# Rocket 58mm Tamper



## anton78 (Oct 12, 2014)

Time to give a little something back. I got this tamper with my R58. Not using it, as I like my madebyknock tamper (which of course I had to wait forever to receive). So, for the cost of postage (probably a couple of quid), this tamper's yours. Ideally, I'd like it to go to someone who's still struggling with a crappy plastic tamper, but if you want it, shout up.

Apologies for the lying down nature of the photo, but I now can't be chewed to rotate it. It's Saturday night, after all.

Cheers!

Anton


----------



## urbanbumpkin (Jan 30, 2013)

Is it slightly smaller than a 58mm? If so I'd like it to weight down the beans in my SJ. If not I'd rather it go to someone who's just starting out and needs a 58 to fit a standard basket. Nice gesture BTW.


----------



## anton78 (Oct 12, 2014)

I've got no way of measuring it that accurately, so I'll have to throw that one out to the floor, if anyone knows. Will see what I can find out. It's not massively heavy - 230g, but that's probably enough to weigh some beans down.


----------



## anton78 (Oct 12, 2014)

Thinking about it, Mrs Anton is a scientist. If she doesn't have callipers at work, nobody will. If it's still available on Monday I'll send it to work with her.


----------



## anton78 (Oct 12, 2014)

By my eyes, it's 57mm. I can't guarantee that either way, but if it doesn't work for you you could always pass it on?


----------



## grumpydaddy (Oct 20, 2014)

I am just starting out and collected my machine from JP today. Then he goes and wins the tamper I needed to go with it









I am in the middle of a post to ask about tamper handles and he lets me know about this one.

What do you say fella.... would you help a poor waif get started in the sure knowledge that once I understand my future needs better I will pass this forward?


----------



## urbanbumpkin (Jan 30, 2013)

Cool anton happy to take it, if not the ticket will pass it on.


----------



## anton78 (Oct 12, 2014)

Sorry bumpkin, grumpydaddy got there first (just!). PM me with your address grumpy. Will post Monday.


----------



## urbanbumpkin (Jan 30, 2013)

anton78 said:


> Sorry bumpkin, grumpydaddy got there first (just!). PM me with your address grumpy. Will post Monday.
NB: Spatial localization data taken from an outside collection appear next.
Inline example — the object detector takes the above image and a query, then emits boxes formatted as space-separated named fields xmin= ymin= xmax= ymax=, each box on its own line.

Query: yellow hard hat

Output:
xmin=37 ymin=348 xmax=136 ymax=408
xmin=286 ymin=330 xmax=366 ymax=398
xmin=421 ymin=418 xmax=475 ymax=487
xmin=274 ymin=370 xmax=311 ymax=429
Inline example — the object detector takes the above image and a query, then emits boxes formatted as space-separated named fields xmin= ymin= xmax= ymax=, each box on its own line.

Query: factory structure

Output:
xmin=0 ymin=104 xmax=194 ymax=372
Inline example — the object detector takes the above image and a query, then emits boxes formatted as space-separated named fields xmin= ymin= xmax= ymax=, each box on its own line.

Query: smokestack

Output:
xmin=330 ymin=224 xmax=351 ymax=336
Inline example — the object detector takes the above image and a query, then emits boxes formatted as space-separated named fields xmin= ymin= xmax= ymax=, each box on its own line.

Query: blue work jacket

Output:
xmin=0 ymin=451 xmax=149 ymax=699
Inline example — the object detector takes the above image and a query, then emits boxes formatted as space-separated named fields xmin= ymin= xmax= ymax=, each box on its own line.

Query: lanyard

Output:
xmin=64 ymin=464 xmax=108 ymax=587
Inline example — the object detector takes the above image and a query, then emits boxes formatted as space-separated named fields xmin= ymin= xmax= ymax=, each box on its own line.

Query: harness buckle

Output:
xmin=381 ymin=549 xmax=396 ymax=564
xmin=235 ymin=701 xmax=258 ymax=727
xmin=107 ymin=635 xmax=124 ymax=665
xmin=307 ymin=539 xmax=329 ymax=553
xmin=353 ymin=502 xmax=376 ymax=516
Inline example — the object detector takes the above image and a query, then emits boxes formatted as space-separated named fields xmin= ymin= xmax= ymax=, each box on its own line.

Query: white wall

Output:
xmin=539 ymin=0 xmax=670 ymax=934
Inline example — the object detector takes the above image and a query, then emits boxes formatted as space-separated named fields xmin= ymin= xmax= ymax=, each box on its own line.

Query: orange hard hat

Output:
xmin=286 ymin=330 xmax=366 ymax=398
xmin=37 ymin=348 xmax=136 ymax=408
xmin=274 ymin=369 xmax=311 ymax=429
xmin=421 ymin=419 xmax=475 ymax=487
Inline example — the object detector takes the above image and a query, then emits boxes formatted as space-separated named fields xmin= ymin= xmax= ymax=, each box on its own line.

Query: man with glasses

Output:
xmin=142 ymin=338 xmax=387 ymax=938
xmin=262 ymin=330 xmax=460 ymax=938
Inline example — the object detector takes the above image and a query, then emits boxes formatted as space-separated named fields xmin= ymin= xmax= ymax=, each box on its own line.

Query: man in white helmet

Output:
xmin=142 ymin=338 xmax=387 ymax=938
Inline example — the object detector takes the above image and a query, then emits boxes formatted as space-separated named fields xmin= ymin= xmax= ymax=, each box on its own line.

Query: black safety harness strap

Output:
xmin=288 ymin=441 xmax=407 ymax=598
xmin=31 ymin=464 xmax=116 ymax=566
Happy for it to go to grumpy, especially as it will tamp coffee rather than just weigh down beans.


----------



## grumpydaddy (Oct 20, 2014)

Looking for hopper weights?

2 1/4" round steel bar = 20Kg/m

Stainless not exactly sure about the weight

2 1/4" = ~ 57mm (plus a tad)

ebay link to the sort of size that might prove useful:

http://www.ebay.co.uk/itm/Stainless-steel-Round-Bar-Gr-304-30mm-40mm-50mm-2-1-4-2-1-2-70mm-3-dia-/261227216428?pt=UK_BOI_Metalworking_Milling_Welding_Metalworking_Supplies_ET&var=560204734504&hash=item3cd25afe2c


----------



## grumpydaddy (Oct 20, 2014)

Thanks anton, PM sent.

In the past 6 years or more of my online presence this is only the second place where I have found this sort of thing happening. I love the vibe here.


----------



## anton78 (Oct 12, 2014)

I'm pretty new here. I like it, and may stay


----------



## grumpydaddy (Oct 20, 2014)

It is here....... It's a pretty good fit in my hand too


----------



## anton78 (Oct 12, 2014)

Good stuff. Happy tamping!


----------